Звуковое тождество, возникающее в поэтическом произведении, подчеркивает глубинное сродство, конгениальность всего сущего. Это свойственно поэзии Валентины Ефимовской; зачастую ее стихотворения — это поэтическое (эмоционально-образное, не рассудочное) размышление о природе вещей. В православной поэзии представление о едином источнике всего сущего хоть и задано изначально, но при этом, зачастую, как бы доказывается ходом авторских рассуждений:

Слова созвучны: «боль», «судьба», «любой»,
«спасибо», «богатырь», «богатство»,
«работа», «бой», «божественность», «любовь»…
Чем так сильно слов этих русских братство
Или, вернее, этот древний род?
В нём общий слог сознательно, упорно,
как ДНК, словам передаёт
из века в век одно значенье корня:
Бог — Бо — О — безначальный, наконец,
звук-атом существительного тока:
в благословенном имени О-тец
«О» — будто бы Божественное Око.
      
Развитие мысли в этом стихотворении соотносится не столько с анализом, сколько с доказательством теоремы, спонтанно возникающей в уме носителя языка. Поэтическая гипотеза, попытка вычленения общей праосновы «древнего рода» слов связана с религиозной традицией, прежде всего, тем, что размышление ориентировано даже не на поиск, а на нахождение Бога. Этой задаче больше соответствует свойственное поэзии установление смысловых связей на основе звуковой близости, чем рационально-логическое мышление. В изображении поэта язык — чудо, а значит, в нем должна действовать своеобразная логика чуда.
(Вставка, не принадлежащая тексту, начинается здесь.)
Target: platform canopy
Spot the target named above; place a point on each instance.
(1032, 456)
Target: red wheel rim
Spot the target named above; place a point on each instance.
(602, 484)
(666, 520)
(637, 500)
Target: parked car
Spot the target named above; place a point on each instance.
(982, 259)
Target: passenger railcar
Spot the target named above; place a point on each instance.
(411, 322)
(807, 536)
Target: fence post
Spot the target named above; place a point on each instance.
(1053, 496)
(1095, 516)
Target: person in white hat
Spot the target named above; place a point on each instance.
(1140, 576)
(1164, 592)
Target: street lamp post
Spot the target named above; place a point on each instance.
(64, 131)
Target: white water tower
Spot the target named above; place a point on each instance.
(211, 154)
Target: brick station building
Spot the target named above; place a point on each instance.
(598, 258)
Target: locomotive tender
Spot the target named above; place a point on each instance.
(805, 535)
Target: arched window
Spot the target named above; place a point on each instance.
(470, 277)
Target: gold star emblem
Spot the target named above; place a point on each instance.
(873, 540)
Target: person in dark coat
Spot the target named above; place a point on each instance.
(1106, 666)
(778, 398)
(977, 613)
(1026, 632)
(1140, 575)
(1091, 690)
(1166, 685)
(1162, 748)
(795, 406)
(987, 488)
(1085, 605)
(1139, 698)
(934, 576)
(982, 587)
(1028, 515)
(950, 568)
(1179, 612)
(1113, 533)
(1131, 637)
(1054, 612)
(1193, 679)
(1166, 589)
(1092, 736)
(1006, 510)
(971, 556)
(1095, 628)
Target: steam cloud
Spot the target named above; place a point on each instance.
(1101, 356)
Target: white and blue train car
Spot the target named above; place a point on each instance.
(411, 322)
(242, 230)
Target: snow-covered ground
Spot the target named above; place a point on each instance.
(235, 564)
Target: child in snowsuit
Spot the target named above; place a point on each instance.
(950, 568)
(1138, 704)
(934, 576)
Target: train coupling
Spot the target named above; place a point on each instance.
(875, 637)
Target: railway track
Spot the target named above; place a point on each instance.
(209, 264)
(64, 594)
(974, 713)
Как выразился критик Александр Медведев, Ефимовская — «поэт алхимический, работающий со стихиями, с первоосновами», это видно и на примере приведенного выше стихотворения. В нем сопоставляются стихии разнородные, но не противоположные, — динамика произведения определяется развитием мысли. Однако духовная проблематика в литературе традиционно связана с разрешением конфликтов, обусловленных существованием зла. В мире человека предельная высшая правда не явлена, а между временными частными правдами возможны столкновения. Неравнодушный человек не может и не должен их игнорировать, потому в душе взаимодействуют стихии не только разнонаправленные, но и, казалось бы, взаимоисключающие:

Когда печально вспоминала мать,
Как зверски хамы храмы разоряли,
Казалось мне — за «белых» воевать
Пошла бы я, сумняшеся едва ли.
Когда по Пискарёвскому хожу
И слышу эхо собственного шага,
В мечтах я в Красной армии служу
И с ней иду упорно до Рейхстага.
Дробится сердце, как в листве заря,
Лишь целому ему бороть стихии,
Постигшему, что служат не царям,
А Божией избраннице — России.

В стихотворении поднята важнейшая проблема русского национального самосознания в ХХ веке, которая в постперестроечную эпоху стала еще острее.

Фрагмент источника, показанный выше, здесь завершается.